FAQ

Jak się ubrać na kajak?

Od nas dostajecie Państwo zawsze kamizelki ratunkowe (kapoki). O ile na pływanie po jeziorze można ubrać się w zasadzie dowolnie, tak na rzekę – zwłaszcza Marózkę lepiej ubrać jak najmniej.

Biorąc pod uwagę niską temperaturę powietrza na jezioro można ubrać się nawet w długie ciepłe spodnie i buty (najlepiej jak najmniej przemakalne) a na górę ciepłe bluzy, sweterki i kurtki. Kurtki najlepiej nieprzepuszczalne dla wiatru i wody. Ryzyko wpadnięcia do wody na jeziorze jest niewielkie.

Na rzece dużo łatwiej o wywrotkę, a także pamiętajmy, że czasem będziemy zmuszeni wysiąść z kajaka by przeprawić się przez przeszkodę (powalone drzewo, mielizna) lub obrócić kajak przodem do kierunku spływu. Jeśli jest chłodno na rzekę proponuję ubierać się ciepło od pasa w górę. Buty lekkie, szybko schnące i zapinane na nodze. Popularne „klapki” często zostają w mulistym dnie lub porywa je nurt. Jeśli jest słonecznie i ciepło to najlepszy jest po prostu strój kąpielowy. Na chłodne dni albo dla zmarźlaków polecam pianki.

Co zabrać na kajak a czego nie?

Tu zasada jest podobna jak ze strojem – im mniej tym lepiej. Aparaty fotograficzne najlepiej kopertówki, telefon komórkowy jeśli płynie więcej osób to brać jeden – wszystko koniecznie zabezpieczone w specjalnie zamykane torby wodonieprzepuszczalne! Uwaga na kluczyki samochodowe zwłaszcza te z elektroniką (piloty) – one nie lubią wody. Jak najmniej biżuterii i zegarków. Nie zabierać portfeli z dokumentami czy dużą gotówką. Można mieć w plecaku jakiś plaster lub tzw. skórę w sprayu na drobne skaleczenia. W domu wysmarować się kremami z filtrem. Wziąć coś kalorycznego do jedzenia i coś do picia (oczywiście bezalkoholowego).

Pamiętajmy, iż po przystankach biesiadnych powstaje najwięcej śmieci w lesie – wszystko czego sami nie strawimy zabieramy ze sobą.

Jak wrócimy po samochody na start?

Uczestnicy przyjeżdżają do naszej bazy kajakowej i stąd, wraz z kajakami, jedziemy na miejsce startu. Po zakończeniu spływu kajakarze dzwonią do nas z informacją, że zakończyli spływ, przyjeżdżamy i wracamy po pozostawione auta.

Jak płynąć po rzece?

Kajak, wbrew panującym opiniom, nie jest tak łatwo wywrócić jeśli oczywiście się tego nie chce. Zatem pamiętajmy o zachowaniu spokoju, nie wychylaniu się, nie chwytaniu gałęzi czy innych rzeczy przytwierdzonych do dna lub brzegu, nie wykonywaniu żadnych gwałtownych i nieprzewidywalnych ruchów.

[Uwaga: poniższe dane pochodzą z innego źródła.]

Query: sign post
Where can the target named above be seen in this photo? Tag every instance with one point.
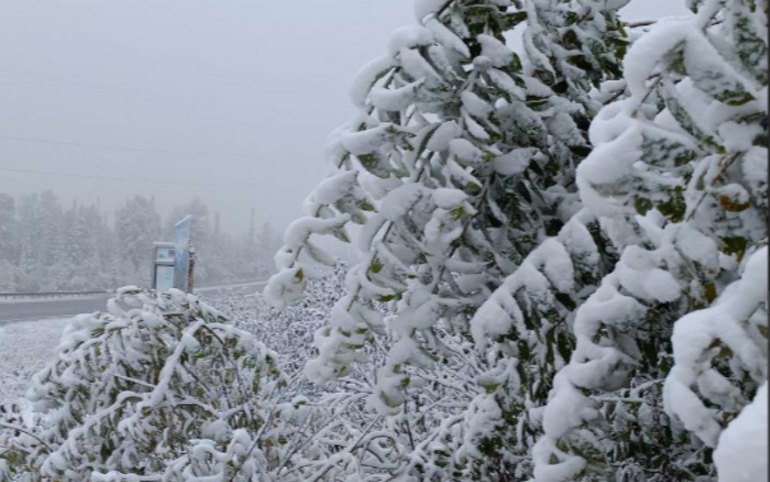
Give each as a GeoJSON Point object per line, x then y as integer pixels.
{"type": "Point", "coordinates": [182, 245]}
{"type": "Point", "coordinates": [163, 266]}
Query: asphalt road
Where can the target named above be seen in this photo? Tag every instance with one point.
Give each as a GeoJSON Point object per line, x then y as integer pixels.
{"type": "Point", "coordinates": [41, 309]}
{"type": "Point", "coordinates": [50, 308]}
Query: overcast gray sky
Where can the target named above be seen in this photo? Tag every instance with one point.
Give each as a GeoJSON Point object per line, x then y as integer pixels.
{"type": "Point", "coordinates": [229, 100]}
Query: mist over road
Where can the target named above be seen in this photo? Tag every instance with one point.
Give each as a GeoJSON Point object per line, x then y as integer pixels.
{"type": "Point", "coordinates": [40, 309]}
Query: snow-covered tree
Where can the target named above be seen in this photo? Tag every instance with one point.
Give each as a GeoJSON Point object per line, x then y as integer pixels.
{"type": "Point", "coordinates": [464, 157]}
{"type": "Point", "coordinates": [137, 226]}
{"type": "Point", "coordinates": [161, 386]}
{"type": "Point", "coordinates": [677, 176]}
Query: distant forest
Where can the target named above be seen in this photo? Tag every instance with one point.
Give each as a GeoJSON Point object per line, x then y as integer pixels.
{"type": "Point", "coordinates": [46, 247]}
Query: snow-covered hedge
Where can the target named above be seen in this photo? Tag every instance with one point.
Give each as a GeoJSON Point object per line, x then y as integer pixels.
{"type": "Point", "coordinates": [159, 386]}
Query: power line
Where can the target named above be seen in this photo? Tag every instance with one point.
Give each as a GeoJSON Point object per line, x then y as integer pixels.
{"type": "Point", "coordinates": [126, 148]}
{"type": "Point", "coordinates": [123, 89]}
{"type": "Point", "coordinates": [126, 179]}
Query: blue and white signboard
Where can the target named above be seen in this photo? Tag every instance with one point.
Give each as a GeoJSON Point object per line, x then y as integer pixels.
{"type": "Point", "coordinates": [163, 266]}
{"type": "Point", "coordinates": [182, 252]}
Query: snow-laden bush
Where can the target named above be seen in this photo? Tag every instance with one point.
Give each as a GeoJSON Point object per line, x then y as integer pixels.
{"type": "Point", "coordinates": [161, 386]}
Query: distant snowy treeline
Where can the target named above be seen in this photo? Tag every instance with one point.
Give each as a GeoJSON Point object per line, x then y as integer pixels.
{"type": "Point", "coordinates": [45, 246]}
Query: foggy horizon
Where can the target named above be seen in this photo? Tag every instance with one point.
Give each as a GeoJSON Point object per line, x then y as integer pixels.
{"type": "Point", "coordinates": [230, 102]}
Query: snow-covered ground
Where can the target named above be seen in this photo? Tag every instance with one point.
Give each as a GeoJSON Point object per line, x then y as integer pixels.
{"type": "Point", "coordinates": [24, 349]}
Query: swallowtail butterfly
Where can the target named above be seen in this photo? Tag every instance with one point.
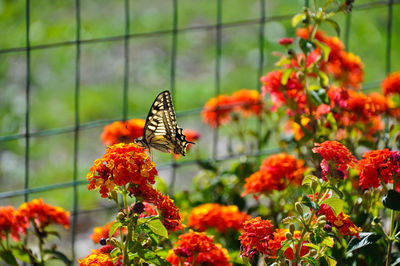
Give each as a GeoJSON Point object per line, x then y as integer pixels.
{"type": "Point", "coordinates": [161, 131]}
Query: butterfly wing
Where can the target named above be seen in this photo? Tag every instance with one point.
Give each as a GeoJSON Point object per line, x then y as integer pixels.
{"type": "Point", "coordinates": [161, 130]}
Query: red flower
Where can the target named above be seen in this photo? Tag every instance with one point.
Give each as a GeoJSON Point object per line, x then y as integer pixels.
{"type": "Point", "coordinates": [43, 214]}
{"type": "Point", "coordinates": [121, 165]}
{"type": "Point", "coordinates": [391, 84]}
{"type": "Point", "coordinates": [378, 166]}
{"type": "Point", "coordinates": [125, 132]}
{"type": "Point", "coordinates": [12, 222]}
{"type": "Point", "coordinates": [256, 236]}
{"type": "Point", "coordinates": [336, 159]}
{"type": "Point", "coordinates": [199, 245]}
{"type": "Point", "coordinates": [276, 172]}
{"type": "Point", "coordinates": [217, 111]}
{"type": "Point", "coordinates": [213, 215]}
{"type": "Point", "coordinates": [340, 222]}
{"type": "Point", "coordinates": [286, 41]}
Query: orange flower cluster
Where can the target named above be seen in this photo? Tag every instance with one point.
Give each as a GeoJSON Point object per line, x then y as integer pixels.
{"type": "Point", "coordinates": [213, 215]}
{"type": "Point", "coordinates": [12, 222]}
{"type": "Point", "coordinates": [200, 246]}
{"type": "Point", "coordinates": [291, 95]}
{"type": "Point", "coordinates": [391, 84]}
{"type": "Point", "coordinates": [256, 236]}
{"type": "Point", "coordinates": [340, 222]}
{"type": "Point", "coordinates": [336, 159]}
{"type": "Point", "coordinates": [125, 132]}
{"type": "Point", "coordinates": [378, 166]}
{"type": "Point", "coordinates": [276, 172]}
{"type": "Point", "coordinates": [217, 110]}
{"type": "Point", "coordinates": [276, 243]}
{"type": "Point", "coordinates": [345, 67]}
{"type": "Point", "coordinates": [102, 232]}
{"type": "Point", "coordinates": [43, 214]}
{"type": "Point", "coordinates": [122, 164]}
{"type": "Point", "coordinates": [100, 257]}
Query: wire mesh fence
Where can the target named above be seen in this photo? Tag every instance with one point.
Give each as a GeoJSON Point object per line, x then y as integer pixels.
{"type": "Point", "coordinates": [80, 125]}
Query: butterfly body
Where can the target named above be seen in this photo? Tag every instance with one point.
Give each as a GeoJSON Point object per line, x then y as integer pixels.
{"type": "Point", "coordinates": [161, 131]}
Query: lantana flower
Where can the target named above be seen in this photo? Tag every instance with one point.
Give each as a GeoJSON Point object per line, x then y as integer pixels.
{"type": "Point", "coordinates": [337, 159]}
{"type": "Point", "coordinates": [219, 217]}
{"type": "Point", "coordinates": [123, 132]}
{"type": "Point", "coordinates": [43, 214]}
{"type": "Point", "coordinates": [276, 172]}
{"type": "Point", "coordinates": [378, 166]}
{"type": "Point", "coordinates": [198, 246]}
{"type": "Point", "coordinates": [12, 222]}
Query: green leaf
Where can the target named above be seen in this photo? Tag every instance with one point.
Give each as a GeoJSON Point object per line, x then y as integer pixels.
{"type": "Point", "coordinates": [391, 200]}
{"type": "Point", "coordinates": [367, 238]}
{"type": "Point", "coordinates": [336, 190]}
{"type": "Point", "coordinates": [114, 228]}
{"type": "Point", "coordinates": [334, 25]}
{"type": "Point", "coordinates": [298, 18]}
{"type": "Point", "coordinates": [58, 255]}
{"type": "Point", "coordinates": [286, 75]}
{"type": "Point", "coordinates": [335, 203]}
{"type": "Point", "coordinates": [323, 78]}
{"type": "Point", "coordinates": [309, 203]}
{"type": "Point", "coordinates": [307, 46]}
{"type": "Point", "coordinates": [309, 179]}
{"type": "Point", "coordinates": [326, 50]}
{"type": "Point", "coordinates": [158, 228]}
{"type": "Point", "coordinates": [8, 257]}
{"type": "Point", "coordinates": [310, 260]}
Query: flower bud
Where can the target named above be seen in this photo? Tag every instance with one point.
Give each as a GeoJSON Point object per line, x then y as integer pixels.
{"type": "Point", "coordinates": [292, 228]}
{"type": "Point", "coordinates": [288, 236]}
{"type": "Point", "coordinates": [299, 208]}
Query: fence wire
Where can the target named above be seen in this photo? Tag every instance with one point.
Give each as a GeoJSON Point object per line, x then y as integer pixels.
{"type": "Point", "coordinates": [218, 27]}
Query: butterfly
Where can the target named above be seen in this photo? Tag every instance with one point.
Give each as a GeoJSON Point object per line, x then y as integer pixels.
{"type": "Point", "coordinates": [161, 131]}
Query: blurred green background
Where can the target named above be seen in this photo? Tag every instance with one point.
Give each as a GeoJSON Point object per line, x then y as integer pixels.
{"type": "Point", "coordinates": [53, 74]}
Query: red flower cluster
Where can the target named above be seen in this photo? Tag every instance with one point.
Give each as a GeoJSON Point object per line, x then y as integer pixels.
{"type": "Point", "coordinates": [12, 222]}
{"type": "Point", "coordinates": [200, 246]}
{"type": "Point", "coordinates": [340, 222]}
{"type": "Point", "coordinates": [336, 159]}
{"type": "Point", "coordinates": [391, 84]}
{"type": "Point", "coordinates": [345, 67]}
{"type": "Point", "coordinates": [125, 132]}
{"type": "Point", "coordinates": [276, 172]}
{"type": "Point", "coordinates": [217, 110]}
{"type": "Point", "coordinates": [43, 214]}
{"type": "Point", "coordinates": [256, 236]}
{"type": "Point", "coordinates": [122, 164]}
{"type": "Point", "coordinates": [379, 166]}
{"type": "Point", "coordinates": [213, 215]}
{"type": "Point", "coordinates": [291, 95]}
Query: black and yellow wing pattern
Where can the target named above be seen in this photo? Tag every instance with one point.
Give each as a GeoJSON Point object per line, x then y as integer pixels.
{"type": "Point", "coordinates": [161, 131]}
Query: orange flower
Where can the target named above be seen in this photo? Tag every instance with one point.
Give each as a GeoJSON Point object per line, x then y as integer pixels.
{"type": "Point", "coordinates": [213, 215]}
{"type": "Point", "coordinates": [336, 159]}
{"type": "Point", "coordinates": [276, 172]}
{"type": "Point", "coordinates": [200, 246]}
{"type": "Point", "coordinates": [102, 232]}
{"type": "Point", "coordinates": [100, 257]}
{"type": "Point", "coordinates": [341, 221]}
{"type": "Point", "coordinates": [378, 166]}
{"type": "Point", "coordinates": [291, 95]}
{"type": "Point", "coordinates": [391, 84]}
{"type": "Point", "coordinates": [217, 111]}
{"type": "Point", "coordinates": [247, 102]}
{"type": "Point", "coordinates": [121, 165]}
{"type": "Point", "coordinates": [43, 214]}
{"type": "Point", "coordinates": [124, 132]}
{"type": "Point", "coordinates": [256, 236]}
{"type": "Point", "coordinates": [12, 222]}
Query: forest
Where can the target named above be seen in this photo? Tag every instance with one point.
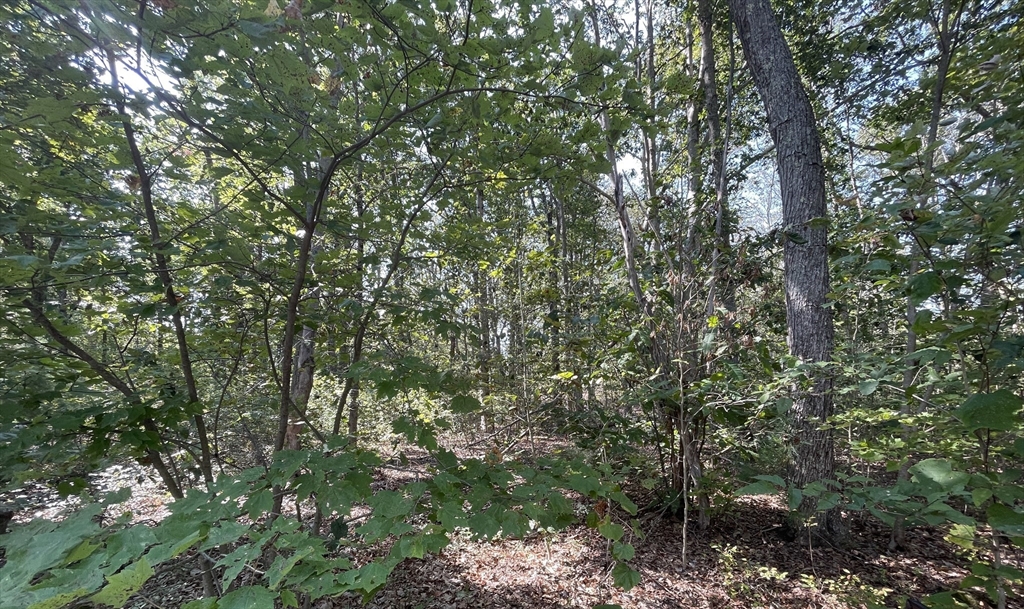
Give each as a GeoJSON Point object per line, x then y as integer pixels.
{"type": "Point", "coordinates": [511, 303]}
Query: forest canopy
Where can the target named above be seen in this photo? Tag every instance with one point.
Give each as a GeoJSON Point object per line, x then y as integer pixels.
{"type": "Point", "coordinates": [707, 250]}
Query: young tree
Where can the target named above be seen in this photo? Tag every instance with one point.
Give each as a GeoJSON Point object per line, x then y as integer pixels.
{"type": "Point", "coordinates": [798, 145]}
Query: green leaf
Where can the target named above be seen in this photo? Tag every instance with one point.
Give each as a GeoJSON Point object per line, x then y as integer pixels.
{"type": "Point", "coordinates": [282, 566]}
{"type": "Point", "coordinates": [937, 475]}
{"type": "Point", "coordinates": [1006, 519]}
{"type": "Point", "coordinates": [924, 286]}
{"type": "Point", "coordinates": [996, 410]}
{"type": "Point", "coordinates": [288, 599]}
{"type": "Point", "coordinates": [625, 502]}
{"type": "Point", "coordinates": [610, 530]}
{"type": "Point", "coordinates": [624, 576]}
{"type": "Point", "coordinates": [464, 404]}
{"type": "Point", "coordinates": [248, 597]}
{"type": "Point", "coordinates": [121, 585]}
{"type": "Point", "coordinates": [258, 504]}
{"type": "Point", "coordinates": [759, 487]}
{"type": "Point", "coordinates": [623, 551]}
{"type": "Point", "coordinates": [867, 387]}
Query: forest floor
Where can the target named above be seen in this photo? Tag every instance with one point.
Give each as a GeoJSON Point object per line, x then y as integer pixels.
{"type": "Point", "coordinates": [739, 561]}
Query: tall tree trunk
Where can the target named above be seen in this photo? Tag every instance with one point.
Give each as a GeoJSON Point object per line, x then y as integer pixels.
{"type": "Point", "coordinates": [798, 146]}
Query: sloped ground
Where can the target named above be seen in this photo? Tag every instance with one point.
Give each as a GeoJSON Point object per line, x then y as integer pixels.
{"type": "Point", "coordinates": [740, 561]}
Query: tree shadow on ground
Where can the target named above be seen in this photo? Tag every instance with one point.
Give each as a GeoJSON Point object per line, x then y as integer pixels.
{"type": "Point", "coordinates": [739, 561]}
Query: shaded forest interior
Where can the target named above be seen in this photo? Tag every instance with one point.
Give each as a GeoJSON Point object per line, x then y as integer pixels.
{"type": "Point", "coordinates": [463, 303]}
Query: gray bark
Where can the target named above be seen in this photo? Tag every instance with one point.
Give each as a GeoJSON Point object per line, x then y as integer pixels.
{"type": "Point", "coordinates": [798, 145]}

Pamiętajmy, iż w kajaku zazwyczaj siedzimy w dwie osoby. Zła interpretacja fałszywego ruchu partnera może doprowadzić do wywrotki lub przynajmniej irytacji. A lądując w wodzie znajdziemy się tam razem z tym, z kim płyniemy w kajaku. Płynąc w zespole choćby już dwóch kajaków pamiętajmy o bezpiecznym odstępie od siebie w razie potrzeby zatrzymania się np. przed przeszkodą. Unikniemy wielu stłuczeń i bolesnych otarć jeśli nikt nas nie staranuje i jeśli my w kogoś nie wpłyniemy.

Pamiętajmy również o odpowiedzialności za lekkomyślnie zniszczony sprzęt. Wiosła służą do wiosłowania – w przód czy w tył – nie ma znaczenia. Nie wolno jednak traktować ich jako tyczek do odpychania się od dna czy skarp brzegu, a w szczególności do zahamowania kajaku!! Sam kajak waży 50 kg, dodajmy masę dwóch siedzących tam osób oraz siłę pędu z jaką się poruszamy i przeciwstawmy to wiosłu – to nie może skończyć się dobrze.

Do kajaka wsiadamy najlepiej z asekuracją drugiej osoby. Miejsce z przodu zajmuje osoba lżejsza, bądź ta, która ma zamiar odpoczywać i niezbyt męczyć się wiosłem. Miejsce z tyłu to cały silnik i ster kajaku. Tam siadają ludzie do przysłowiowej „roboty”.